The cancer of the Great Lakes

Every year, an untold number of foreign organisms find their way into the Great Lakes in shipping ballast water. (Credit: Garitzko / Wikipedia)

NEW YORK, NY — “On a map, Lake St. Clair looks like a 24-mile-wide aneurysm in the river system east of Detroit that connects Lake Huron to Lake Erie, and that is essentially what it is. Water pools in it and then churns through as the outflows from Lakes Superior, Michigan, and Huron tumble down into Erie, then continue flowing east over Niagara Falls into Lake Ontario, and finally down the St. Lawrence Seaway and out to the Atlantic Ocean.

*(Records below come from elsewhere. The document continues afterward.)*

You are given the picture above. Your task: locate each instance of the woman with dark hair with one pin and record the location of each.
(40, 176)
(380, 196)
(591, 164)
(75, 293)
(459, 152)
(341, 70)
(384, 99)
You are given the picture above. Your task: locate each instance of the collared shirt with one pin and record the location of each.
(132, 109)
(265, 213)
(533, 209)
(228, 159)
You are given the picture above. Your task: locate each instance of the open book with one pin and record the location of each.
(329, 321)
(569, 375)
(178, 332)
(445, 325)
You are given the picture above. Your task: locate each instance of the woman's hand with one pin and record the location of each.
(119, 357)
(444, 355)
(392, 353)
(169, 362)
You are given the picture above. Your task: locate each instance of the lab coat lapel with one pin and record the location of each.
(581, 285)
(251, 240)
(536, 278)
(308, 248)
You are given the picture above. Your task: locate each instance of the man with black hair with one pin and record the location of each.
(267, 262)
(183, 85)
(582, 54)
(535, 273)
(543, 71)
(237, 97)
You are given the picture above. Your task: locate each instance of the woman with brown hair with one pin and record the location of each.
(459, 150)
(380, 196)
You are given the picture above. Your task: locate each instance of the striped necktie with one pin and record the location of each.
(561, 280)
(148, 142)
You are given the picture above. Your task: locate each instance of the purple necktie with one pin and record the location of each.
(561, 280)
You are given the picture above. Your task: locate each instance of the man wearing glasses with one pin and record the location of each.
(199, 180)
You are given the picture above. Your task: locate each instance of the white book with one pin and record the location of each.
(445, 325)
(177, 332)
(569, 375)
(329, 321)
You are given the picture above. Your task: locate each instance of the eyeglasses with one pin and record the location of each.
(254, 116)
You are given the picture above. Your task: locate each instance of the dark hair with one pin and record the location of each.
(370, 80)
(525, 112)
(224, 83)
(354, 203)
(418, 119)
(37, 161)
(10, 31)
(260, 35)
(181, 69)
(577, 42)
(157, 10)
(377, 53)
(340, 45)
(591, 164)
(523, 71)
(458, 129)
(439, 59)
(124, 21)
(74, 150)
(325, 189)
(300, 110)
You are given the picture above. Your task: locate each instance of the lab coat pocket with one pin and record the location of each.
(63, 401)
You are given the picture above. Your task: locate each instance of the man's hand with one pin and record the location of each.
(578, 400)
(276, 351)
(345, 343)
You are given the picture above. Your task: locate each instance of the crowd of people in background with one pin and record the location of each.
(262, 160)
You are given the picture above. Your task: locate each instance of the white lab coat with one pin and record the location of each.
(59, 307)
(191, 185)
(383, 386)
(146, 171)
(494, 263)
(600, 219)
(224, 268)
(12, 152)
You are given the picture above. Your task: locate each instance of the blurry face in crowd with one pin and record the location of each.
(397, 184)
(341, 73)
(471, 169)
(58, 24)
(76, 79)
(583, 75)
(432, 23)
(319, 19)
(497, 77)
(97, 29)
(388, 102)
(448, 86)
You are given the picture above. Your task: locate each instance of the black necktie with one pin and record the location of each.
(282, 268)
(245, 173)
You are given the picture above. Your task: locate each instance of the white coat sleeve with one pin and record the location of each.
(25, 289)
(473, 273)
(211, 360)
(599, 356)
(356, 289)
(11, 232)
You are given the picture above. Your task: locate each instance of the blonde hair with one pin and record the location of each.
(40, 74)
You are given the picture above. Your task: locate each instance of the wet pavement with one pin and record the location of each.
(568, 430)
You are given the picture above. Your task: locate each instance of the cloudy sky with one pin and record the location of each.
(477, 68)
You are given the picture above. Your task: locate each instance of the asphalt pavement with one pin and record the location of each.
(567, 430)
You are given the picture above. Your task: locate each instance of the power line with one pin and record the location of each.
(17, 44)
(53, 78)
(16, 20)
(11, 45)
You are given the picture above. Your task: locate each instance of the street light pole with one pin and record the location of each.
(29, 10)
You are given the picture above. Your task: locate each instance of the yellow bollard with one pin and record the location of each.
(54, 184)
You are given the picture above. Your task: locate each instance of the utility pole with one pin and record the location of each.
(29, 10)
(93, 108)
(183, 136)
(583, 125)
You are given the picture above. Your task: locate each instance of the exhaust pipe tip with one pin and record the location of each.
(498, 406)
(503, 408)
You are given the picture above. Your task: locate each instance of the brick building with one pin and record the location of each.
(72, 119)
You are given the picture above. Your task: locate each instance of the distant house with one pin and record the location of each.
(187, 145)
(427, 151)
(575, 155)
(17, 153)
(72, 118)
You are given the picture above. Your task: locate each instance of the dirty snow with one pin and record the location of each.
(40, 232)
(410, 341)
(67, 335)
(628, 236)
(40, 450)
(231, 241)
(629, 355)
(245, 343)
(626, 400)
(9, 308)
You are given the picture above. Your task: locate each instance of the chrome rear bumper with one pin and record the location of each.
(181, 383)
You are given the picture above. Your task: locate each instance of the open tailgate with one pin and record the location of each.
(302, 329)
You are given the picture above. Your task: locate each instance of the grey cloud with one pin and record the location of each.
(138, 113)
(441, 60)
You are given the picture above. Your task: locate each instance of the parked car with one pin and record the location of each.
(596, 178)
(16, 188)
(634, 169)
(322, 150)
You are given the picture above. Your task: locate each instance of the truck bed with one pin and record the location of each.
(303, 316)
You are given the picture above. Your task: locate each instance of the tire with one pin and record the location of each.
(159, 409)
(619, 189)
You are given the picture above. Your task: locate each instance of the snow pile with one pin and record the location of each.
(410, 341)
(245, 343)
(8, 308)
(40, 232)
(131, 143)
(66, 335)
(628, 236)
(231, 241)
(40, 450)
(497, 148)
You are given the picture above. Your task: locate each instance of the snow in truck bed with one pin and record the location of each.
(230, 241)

…Water rushes so quickly through Lake St. Clair because it is as shallow as a swimming pool in most places, except for an approximately 30-foot-deep navigation channel down its middle. The U.S. Army Corps of Engineers carved that pathway in the late 1950s as part of the Seaway project to allow oceangoing freighters to sail between Lake Erie and the lakes upstream from it. When water levels were low or sediment high, sometimes that channel still wasn’t deep enough, forcing ships to lighten their loads to squeeze through. This often meant dumping water from the ship-steadying ballast tanks—water taken onboard outside the Great Lakes. Water that could be swarming with exotic life picked up at ports across the planet.

…Nobody gave it much thought at the time, but in the years following the Seaway’s opening in 1959, species not native to the Great Lakes, ranging from algae to mollusks to fish, started turning up at a rate never before seen.”